As it usually happens, the information I received from the academic and counseling-based books only gave me a small piece of the whole story. Those books were merely describing Spectrum people from the outside, so I went back and got books by Spectrum people themselves (such as Donna Williams, Kamran Nazeer, Temple Grandin, and Sean Barron). These stunning autobiographies helped me understand more about how painful and confusing it had been for these people to grow up in what is called the neurotypical world.
Oh, how neurotypical of you
In order to avoid labeling Spectrum people as damaged or abnormal, the word neurotypical was coined in the autism community to refer to people who were once called normal. (An aside: My father says that Normal people are the ones you don’t know very well yet.) The word neurotypical performs a kind of protective function that — in theory — neutralizes harmful language and treatment that might otherwise be directed at people on the Spectrum.

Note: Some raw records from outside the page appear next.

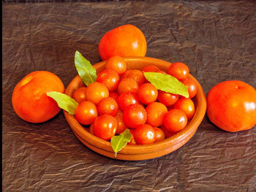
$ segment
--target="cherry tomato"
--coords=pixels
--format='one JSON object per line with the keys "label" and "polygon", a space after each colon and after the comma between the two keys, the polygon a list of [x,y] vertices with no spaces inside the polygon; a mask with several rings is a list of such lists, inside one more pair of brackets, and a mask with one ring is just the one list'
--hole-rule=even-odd
{"label": "cherry tomato", "polygon": [[121,80],[124,78],[134,79],[138,82],[138,85],[139,86],[140,86],[146,81],[143,72],[137,69],[127,70],[125,73],[121,76]]}
{"label": "cherry tomato", "polygon": [[165,136],[166,138],[168,138],[170,137],[172,137],[173,135],[175,134],[175,133],[170,132],[169,130],[167,130],[165,127],[165,125],[162,124],[161,126],[161,129],[162,131],[165,133]]}
{"label": "cherry tomato", "polygon": [[118,75],[122,75],[127,71],[127,64],[124,59],[120,56],[115,55],[107,60],[105,68],[113,69]]}
{"label": "cherry tomato", "polygon": [[222,82],[208,92],[206,112],[210,120],[225,131],[252,128],[256,124],[256,91],[242,81]]}
{"label": "cherry tomato", "polygon": [[136,128],[146,123],[147,112],[141,104],[131,104],[124,109],[123,119],[128,127]]}
{"label": "cherry tomato", "polygon": [[98,104],[99,101],[109,96],[109,91],[106,85],[99,82],[94,82],[88,85],[86,88],[86,98],[95,104]]}
{"label": "cherry tomato", "polygon": [[150,144],[156,141],[155,129],[148,124],[138,126],[134,131],[134,138],[138,144]]}
{"label": "cherry tomato", "polygon": [[141,71],[145,72],[157,72],[158,71],[161,71],[161,69],[155,65],[148,65],[142,69]]}
{"label": "cherry tomato", "polygon": [[109,96],[112,97],[117,102],[118,99],[118,94],[116,92],[109,92]]}
{"label": "cherry tomato", "polygon": [[97,117],[93,124],[94,134],[107,141],[116,134],[116,128],[115,118],[109,115]]}
{"label": "cherry tomato", "polygon": [[120,94],[126,92],[132,92],[136,93],[139,86],[138,82],[132,78],[122,79],[118,86],[118,92]]}
{"label": "cherry tomato", "polygon": [[121,93],[118,98],[119,109],[124,111],[126,107],[133,104],[139,104],[140,101],[135,93],[127,92]]}
{"label": "cherry tomato", "polygon": [[135,142],[135,137],[134,137],[135,129],[130,129],[129,132],[132,134],[132,139],[129,142],[127,142],[127,144],[132,145],[136,145],[136,142]]}
{"label": "cherry tomato", "polygon": [[91,124],[97,116],[96,105],[89,101],[80,102],[75,110],[75,119],[83,125]]}
{"label": "cherry tomato", "polygon": [[86,100],[86,88],[77,88],[72,96],[78,103]]}
{"label": "cherry tomato", "polygon": [[128,127],[124,123],[123,120],[123,112],[121,111],[118,111],[118,112],[115,116],[115,118],[117,122],[117,129],[116,129],[116,134],[121,134],[125,129],[127,129]]}
{"label": "cherry tomato", "polygon": [[160,141],[165,140],[165,132],[158,127],[154,127],[154,128],[156,134],[156,142],[160,142]]}
{"label": "cherry tomato", "polygon": [[138,97],[143,104],[148,104],[157,100],[158,91],[151,83],[144,83],[138,90]]}
{"label": "cherry tomato", "polygon": [[178,99],[178,95],[166,93],[162,91],[158,91],[157,99],[166,107],[172,106]]}
{"label": "cherry tomato", "polygon": [[110,96],[102,98],[97,108],[99,115],[116,116],[118,112],[118,105],[117,104],[117,102]]}
{"label": "cherry tomato", "polygon": [[193,98],[197,93],[197,85],[195,82],[189,77],[181,80],[181,82],[187,88],[189,95],[189,98]]}
{"label": "cherry tomato", "polygon": [[184,129],[187,123],[187,115],[181,110],[171,110],[165,114],[164,118],[165,127],[173,133],[177,133]]}
{"label": "cherry tomato", "polygon": [[178,109],[185,112],[187,120],[194,117],[195,109],[192,100],[189,98],[181,98],[173,106],[174,109]]}
{"label": "cherry tomato", "polygon": [[98,74],[97,81],[106,85],[109,91],[115,91],[119,82],[119,76],[114,70],[106,69]]}
{"label": "cherry tomato", "polygon": [[189,72],[189,67],[186,64],[180,62],[171,64],[167,71],[167,74],[179,80],[187,78]]}
{"label": "cherry tomato", "polygon": [[167,107],[159,102],[152,102],[146,107],[146,123],[151,126],[159,126],[164,123],[164,117],[167,112]]}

However, social behavior that is considered correct in the majority neurotypical culture (eye contact, speaking in turns, paying attention to what neurotypical people think is important, etc.) is called neurotypical too, which is really another way of saying that this is the expected and correct behavior. Using the word neurotypical as an adjective (neurotypical behavior, neurotypical gesture, etc.) is really not neutral in practice. It’s actually kind of oppressive.
I saw this almost immediately as I met with each student and his or her parents. The students were often coached — right in front of me — on how to behave, what I wanted to hear, how I wanted to be addressed … and this made me very uncomfortable. I heard a few of the parents use the word neurotypical as a kind of slam: “A neurotypical wouldn’t ignore a direct question, so wake up!” Ouch! I continually wondered, just who is unempathic here?

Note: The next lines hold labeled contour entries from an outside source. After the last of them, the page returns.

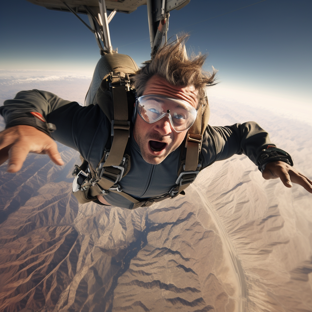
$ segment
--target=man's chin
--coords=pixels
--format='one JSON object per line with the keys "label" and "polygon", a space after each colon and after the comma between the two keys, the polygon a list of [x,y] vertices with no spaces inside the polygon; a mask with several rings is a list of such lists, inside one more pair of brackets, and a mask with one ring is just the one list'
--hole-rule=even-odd
{"label": "man's chin", "polygon": [[155,156],[147,153],[142,153],[142,157],[148,163],[151,165],[158,165],[164,160],[167,157],[167,154],[160,156]]}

The concerns I had before I met these students really faded away as I witnessed constant (well-meaning?) insults to their personhood and dignity, and their tremendous struggle to find a way to belong in the neurotypical culture. Within a day or so, my new focus was on how to shield them from the everyday oppressions of neurotypical expectations. I began to talk about neurotypicals in joking ways: “Oh, how tedious and neurotypical that is!” Or I’d affect a Homer Simpson pie-loving voice and say, “Mmmmm, Asp-burgers!” as if it were the most delicious condition to have. It was a good laugh getter.
But more than that, it was an empathic entryway into the world of these students, who I almost immediately called my friends. These were people struggling mightily to live in a world where they weren’t welcome, understood, or in many cases, seen as real human beings. The mind-blind, unempathic caricature is a case in point.